ここ数年で右肩上がりを続けているプロ野球の観客動員数。日本野球機構(NPB)が2019年10月に発表した公式戦入場者数は2650万と史上最高を記録した。その要因の1つとなっているのが、パ・リーグの動員数の伸長だ。2005年は約825万人だった動員数は、昨年は約1167万と約1.5倍に。その裏側には、同リーグが新しいファンを獲得すべく、マーケティング活動を担う役割として2007年に設立されたパシフィックリーグマーケティング株式会社の存在があった。
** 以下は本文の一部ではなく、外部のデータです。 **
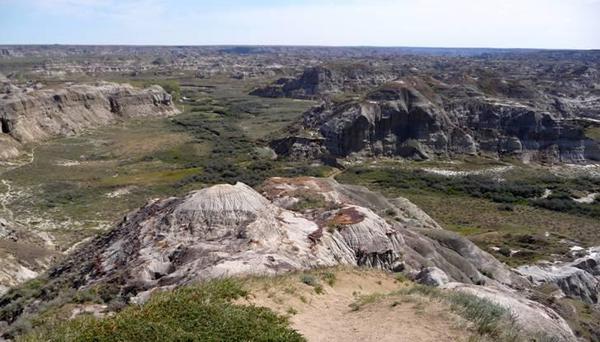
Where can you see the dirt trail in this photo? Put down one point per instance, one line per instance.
(329, 317)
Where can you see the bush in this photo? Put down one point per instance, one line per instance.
(198, 313)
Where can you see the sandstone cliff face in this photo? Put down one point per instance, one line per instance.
(39, 114)
(293, 224)
(409, 119)
(321, 81)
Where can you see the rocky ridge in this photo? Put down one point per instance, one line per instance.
(29, 115)
(232, 230)
(422, 117)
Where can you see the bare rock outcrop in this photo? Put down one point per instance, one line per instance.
(33, 115)
(578, 279)
(421, 118)
(23, 255)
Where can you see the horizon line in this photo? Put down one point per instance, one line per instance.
(300, 46)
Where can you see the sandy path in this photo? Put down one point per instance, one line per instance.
(328, 316)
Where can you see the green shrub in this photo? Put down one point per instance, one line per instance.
(309, 280)
(198, 313)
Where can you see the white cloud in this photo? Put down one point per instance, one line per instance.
(506, 23)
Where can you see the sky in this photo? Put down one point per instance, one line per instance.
(565, 24)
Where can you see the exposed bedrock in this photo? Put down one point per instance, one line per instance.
(34, 115)
(420, 119)
(229, 230)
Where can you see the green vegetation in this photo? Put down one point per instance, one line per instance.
(510, 214)
(199, 313)
(489, 319)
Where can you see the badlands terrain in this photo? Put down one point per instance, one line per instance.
(299, 193)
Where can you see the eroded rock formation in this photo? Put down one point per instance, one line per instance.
(422, 117)
(29, 115)
(295, 224)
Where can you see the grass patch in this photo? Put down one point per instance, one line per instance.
(199, 313)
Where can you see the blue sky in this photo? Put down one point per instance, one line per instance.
(442, 23)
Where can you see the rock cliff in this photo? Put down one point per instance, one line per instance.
(292, 224)
(29, 115)
(413, 119)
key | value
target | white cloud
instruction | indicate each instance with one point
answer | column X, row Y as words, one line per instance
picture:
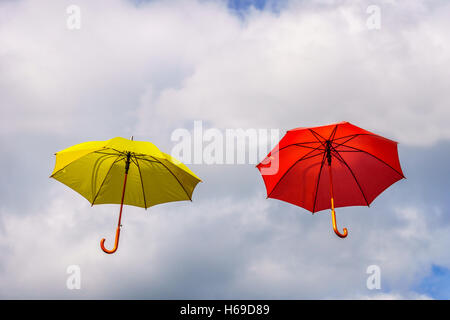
column 148, row 69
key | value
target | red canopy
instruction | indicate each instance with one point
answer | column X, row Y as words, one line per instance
column 341, row 160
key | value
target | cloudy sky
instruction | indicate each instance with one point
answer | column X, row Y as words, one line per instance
column 147, row 68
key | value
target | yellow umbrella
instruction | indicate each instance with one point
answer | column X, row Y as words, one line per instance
column 101, row 171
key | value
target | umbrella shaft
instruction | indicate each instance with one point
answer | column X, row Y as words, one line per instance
column 123, row 197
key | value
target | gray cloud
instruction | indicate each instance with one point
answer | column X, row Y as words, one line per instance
column 149, row 69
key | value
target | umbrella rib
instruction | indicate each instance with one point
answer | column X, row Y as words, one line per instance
column 158, row 161
column 287, row 171
column 370, row 154
column 295, row 145
column 142, row 182
column 318, row 180
column 353, row 174
column 104, row 179
column 315, row 134
column 72, row 162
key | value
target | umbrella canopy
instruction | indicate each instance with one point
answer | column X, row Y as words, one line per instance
column 122, row 171
column 330, row 166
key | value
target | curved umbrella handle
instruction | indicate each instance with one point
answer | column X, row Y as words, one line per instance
column 341, row 235
column 116, row 243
前編に引き続き、後編ではさまざまな施策の実務を担った女性広報部長を掘り下げる。

 パシフィックリーグマーケティング(PLM)の広報部長である森亜紀子は、小さい頃、自分は将来、ゴジラ松井のお嫁さんになるんだと思い込んでいた。

「私は静岡の生まれなんですが、家ではいつも祖父が巨人戦を見ていました。おそらく中継がそれしかなかったのかもしれません。私は野球のことはほとんどわからなかったんですが、松井秀喜さんのことがずっと好きだったんです」

 少女の妄想には根拠があった。

 ベンチでひと際、華やかなオーラを放っている長嶋茂雄監督の奥様が亜希子さん、4番を打つ清原和博選手が結婚したのが亜希さん……。ならば、いまだ独身のホームラン王、松井さんのお嫁さんだって「アキコ」のはずだ、と……。

 ルールや勝敗の機微は知らずとも、そういう観点で野球に夢中になっていた。

 一方でパ・リーグにはどんな球団があるのかもわからなかった。ガラガラの客席で流しそうめんをやっていた川崎球場がロッテの本拠地だったということも、ライオンズがもともと福岡にルーツを持っていることも知らなかった。
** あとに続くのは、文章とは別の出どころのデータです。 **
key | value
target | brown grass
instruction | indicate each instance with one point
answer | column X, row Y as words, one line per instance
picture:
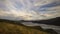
column 8, row 28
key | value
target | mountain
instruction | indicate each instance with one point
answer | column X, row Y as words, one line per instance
column 13, row 27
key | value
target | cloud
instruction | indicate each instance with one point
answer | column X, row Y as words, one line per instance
column 28, row 10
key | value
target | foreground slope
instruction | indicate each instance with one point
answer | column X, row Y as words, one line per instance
column 11, row 27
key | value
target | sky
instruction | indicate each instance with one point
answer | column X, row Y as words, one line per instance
column 29, row 9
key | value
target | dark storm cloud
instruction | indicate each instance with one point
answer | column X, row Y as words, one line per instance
column 29, row 9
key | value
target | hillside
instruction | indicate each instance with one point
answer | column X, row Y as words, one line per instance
column 12, row 27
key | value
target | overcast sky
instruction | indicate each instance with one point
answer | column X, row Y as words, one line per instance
column 29, row 9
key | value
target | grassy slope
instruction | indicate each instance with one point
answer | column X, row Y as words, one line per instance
column 9, row 28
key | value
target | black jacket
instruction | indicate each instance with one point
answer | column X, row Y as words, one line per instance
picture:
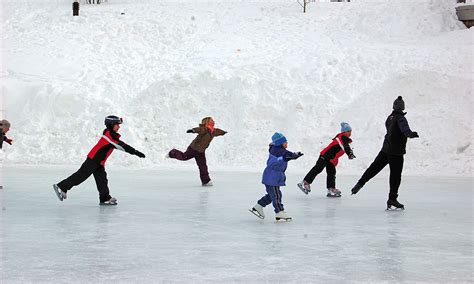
column 2, row 138
column 397, row 132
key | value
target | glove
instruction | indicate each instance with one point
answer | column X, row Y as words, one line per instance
column 414, row 134
column 139, row 154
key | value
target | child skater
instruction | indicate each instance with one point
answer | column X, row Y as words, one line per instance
column 197, row 149
column 274, row 177
column 95, row 163
column 4, row 128
column 329, row 158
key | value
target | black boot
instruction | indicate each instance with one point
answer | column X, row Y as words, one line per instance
column 395, row 203
column 356, row 188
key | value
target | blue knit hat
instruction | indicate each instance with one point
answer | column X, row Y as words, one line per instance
column 345, row 127
column 278, row 139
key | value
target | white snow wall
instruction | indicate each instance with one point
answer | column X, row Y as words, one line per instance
column 256, row 66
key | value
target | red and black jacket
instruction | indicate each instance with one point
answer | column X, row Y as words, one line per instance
column 337, row 148
column 109, row 141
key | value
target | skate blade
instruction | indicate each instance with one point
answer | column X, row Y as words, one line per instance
column 390, row 208
column 256, row 214
column 58, row 194
column 108, row 204
column 283, row 220
column 303, row 189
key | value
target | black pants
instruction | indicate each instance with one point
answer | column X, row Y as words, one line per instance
column 318, row 168
column 88, row 168
column 396, row 166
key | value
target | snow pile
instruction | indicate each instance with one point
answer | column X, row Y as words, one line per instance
column 257, row 67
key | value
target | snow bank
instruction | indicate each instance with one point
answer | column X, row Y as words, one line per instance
column 256, row 67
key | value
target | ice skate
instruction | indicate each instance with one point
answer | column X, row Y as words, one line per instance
column 59, row 193
column 257, row 210
column 111, row 202
column 305, row 187
column 394, row 205
column 356, row 188
column 333, row 192
column 282, row 216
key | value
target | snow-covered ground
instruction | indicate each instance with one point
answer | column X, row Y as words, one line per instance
column 167, row 228
column 256, row 66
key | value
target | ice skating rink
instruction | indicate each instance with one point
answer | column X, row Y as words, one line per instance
column 169, row 228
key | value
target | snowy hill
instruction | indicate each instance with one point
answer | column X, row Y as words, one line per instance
column 256, row 66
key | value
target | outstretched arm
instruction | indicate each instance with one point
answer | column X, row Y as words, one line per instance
column 219, row 132
column 292, row 155
column 347, row 147
column 198, row 130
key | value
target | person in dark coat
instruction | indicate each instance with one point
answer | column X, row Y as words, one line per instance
column 274, row 177
column 95, row 163
column 197, row 149
column 329, row 158
column 393, row 149
column 4, row 128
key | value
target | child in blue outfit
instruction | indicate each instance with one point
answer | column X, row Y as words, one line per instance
column 274, row 177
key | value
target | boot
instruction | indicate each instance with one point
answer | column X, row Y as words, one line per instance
column 59, row 193
column 282, row 216
column 111, row 202
column 394, row 203
column 333, row 192
column 356, row 188
column 257, row 210
column 305, row 187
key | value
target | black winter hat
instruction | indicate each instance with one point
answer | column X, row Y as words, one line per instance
column 399, row 104
column 111, row 120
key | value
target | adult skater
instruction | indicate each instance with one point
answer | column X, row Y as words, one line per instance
column 274, row 177
column 197, row 149
column 95, row 163
column 393, row 149
column 4, row 128
column 329, row 158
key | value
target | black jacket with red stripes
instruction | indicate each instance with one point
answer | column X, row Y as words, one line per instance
column 337, row 148
column 109, row 141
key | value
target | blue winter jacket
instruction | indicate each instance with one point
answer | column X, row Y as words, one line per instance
column 274, row 173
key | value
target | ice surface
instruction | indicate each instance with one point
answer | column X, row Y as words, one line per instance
column 169, row 228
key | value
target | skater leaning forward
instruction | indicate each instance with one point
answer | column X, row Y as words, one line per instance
column 4, row 128
column 393, row 149
column 329, row 158
column 197, row 149
column 274, row 177
column 95, row 163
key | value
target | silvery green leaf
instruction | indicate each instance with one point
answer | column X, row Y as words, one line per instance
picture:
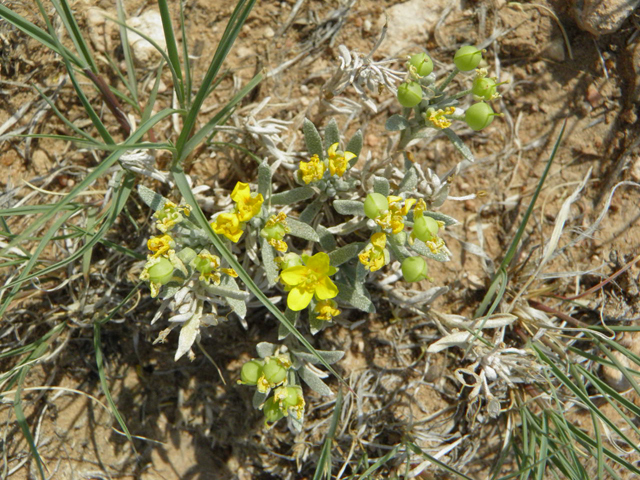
column 448, row 221
column 168, row 291
column 227, row 292
column 302, row 230
column 395, row 123
column 356, row 299
column 283, row 332
column 349, row 207
column 292, row 196
column 295, row 423
column 381, row 185
column 409, row 182
column 316, row 325
column 154, row 200
column 399, row 251
column 310, row 211
column 238, row 306
column 312, row 139
column 259, row 399
column 331, row 133
column 264, row 179
column 268, row 262
column 344, row 254
column 459, row 144
column 327, row 240
column 188, row 334
column 314, row 382
column 421, row 248
column 265, row 349
column 330, row 356
column 355, row 146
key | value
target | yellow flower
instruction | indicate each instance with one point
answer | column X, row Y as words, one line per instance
column 307, row 280
column 326, row 310
column 247, row 205
column 339, row 161
column 312, row 171
column 373, row 257
column 169, row 215
column 228, row 224
column 229, row 271
column 279, row 245
column 394, row 218
column 160, row 245
column 418, row 211
column 437, row 117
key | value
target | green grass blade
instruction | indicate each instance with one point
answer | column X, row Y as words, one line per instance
column 211, row 124
column 200, row 219
column 323, row 470
column 238, row 17
column 97, row 342
column 121, row 196
column 93, row 176
column 69, row 21
column 132, row 84
column 37, row 33
column 172, row 50
column 511, row 252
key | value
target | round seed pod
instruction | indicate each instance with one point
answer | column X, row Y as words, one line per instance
column 409, row 94
column 414, row 269
column 375, row 205
column 467, row 58
column 423, row 64
column 479, row 116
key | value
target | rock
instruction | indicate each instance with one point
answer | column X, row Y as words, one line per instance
column 149, row 23
column 601, row 17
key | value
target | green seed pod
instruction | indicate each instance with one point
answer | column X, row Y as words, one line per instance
column 375, row 205
column 161, row 272
column 425, row 228
column 271, row 410
column 293, row 396
column 276, row 232
column 274, row 372
column 467, row 58
column 484, row 87
column 186, row 255
column 290, row 260
column 414, row 269
column 409, row 94
column 423, row 64
column 251, row 372
column 479, row 116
 31歳。夢から覚めた森は今、そのパ・リーグの人気を裏から支える会社に勤めている。

コンテンツの価値を高める仕事。

 3年前、アメリカのコーヒーチェーンを日本で展開している企業から転職した。

「コンテンツを持っている会社で、その価値を高めていく仕事がしたかったんです。もともとバレーボールやプロレスにハマったりと、スポーツに接することが好きだったので、野球という成長しているコンテンツを持っているPLMは魅力的でした」

 森の1日は朝8時30分、電車に揺られ、オフィスに向かうことから始まる。朝はまずメディア向けのリリースを確認したり、リリースを出した後であれば、掲載情報をチェックしたりすることからスタートし、その後、クライアント企業との打ち合わせ、社内ミーティングなど慌ただしく時間が流れていくという。